Department of Biomedical Engineering, Faculty of Electrical and Mechanical Engineering, Damascus University, Damascus, Syria.
Faculty of Biomedical Engineering, Al-Andalus University for Medical Sciences, Tartous, Syria.
Sci Rep. 2024 Sep 27;14(1):22215. doi: 10.1038/s41598-024-73083-7.

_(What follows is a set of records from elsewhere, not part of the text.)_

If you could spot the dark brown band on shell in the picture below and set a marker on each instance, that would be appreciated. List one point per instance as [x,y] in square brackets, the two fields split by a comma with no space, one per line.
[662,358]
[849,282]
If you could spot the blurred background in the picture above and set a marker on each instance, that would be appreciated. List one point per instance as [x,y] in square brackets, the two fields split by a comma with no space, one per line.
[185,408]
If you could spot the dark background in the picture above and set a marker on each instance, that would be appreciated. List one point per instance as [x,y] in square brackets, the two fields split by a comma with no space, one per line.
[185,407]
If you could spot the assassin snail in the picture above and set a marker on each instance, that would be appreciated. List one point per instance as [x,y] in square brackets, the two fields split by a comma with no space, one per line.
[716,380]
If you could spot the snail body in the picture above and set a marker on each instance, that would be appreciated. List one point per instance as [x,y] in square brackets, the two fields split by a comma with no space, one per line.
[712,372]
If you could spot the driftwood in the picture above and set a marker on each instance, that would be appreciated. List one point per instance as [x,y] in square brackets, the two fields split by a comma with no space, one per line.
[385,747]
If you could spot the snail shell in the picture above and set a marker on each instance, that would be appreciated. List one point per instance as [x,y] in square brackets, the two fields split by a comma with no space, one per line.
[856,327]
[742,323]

Breast cancer (BC) is a prominent cause of female mortality on a global scale. Recently, there has been growing interest in utilizing blood and tissue-based biomarkers to detect and diagnose BC, as this method offers a non-invasive approach. To improve the classification and prediction of BC using large biomarker datasets, several machine-learning techniques have been proposed. In this paper, we present a multi-stage approach that consists of computing new features and then sorting them into an input image for the ResNet50 neural network. The method involves transforming the original values into normalized values based on their membership in the Gaussian distribution of healthy and BC samples of each feature. To test the effectiveness of our proposed approach, we employed the Coimbra and Wisconsin datasets. The results demonstrate efficient performance improvement, with an accuracy of 100% and 100% using the Coimbra and Wisconsin datasets, respectively. Furthermore, the comparison with existing literature validates the reliability and effectiveness of our methodology, where the normalized value can reduce the misclassified samples of ML techniques because of its generality.
乳腺癌(BC)是全球范围内女性死亡的主要原因。最近,人们越来越感兴趣地利用血液和组织生物标志物来检测和诊断 BC,因为这种方法是一种非侵入性的方法。为了利用大型生物标志物数据集改善 BC 的分类和预测,已经提出了几种机器学习技术。在本文中,我们提出了一种多阶段的方法,包括计算新特征,然后将其排序到 ResNet50 神经网络的输入图像中。该方法涉及根据每个特征的健康和 BC 样本的高斯分布成员将原始值转换为归一化值。为了测试我们提出的方法的有效性,我们使用了 Coimbra 和 Wisconsin 数据集。结果表明,性能得到了有效提高,Coimbra 和 Wisconsin 数据集的准确率分别达到 100%和 100%。此外,与现有文献的比较验证了我们的方法的可靠性和有效性,因为归一化值因其通用性可以减少 ML 技术的误分类样本。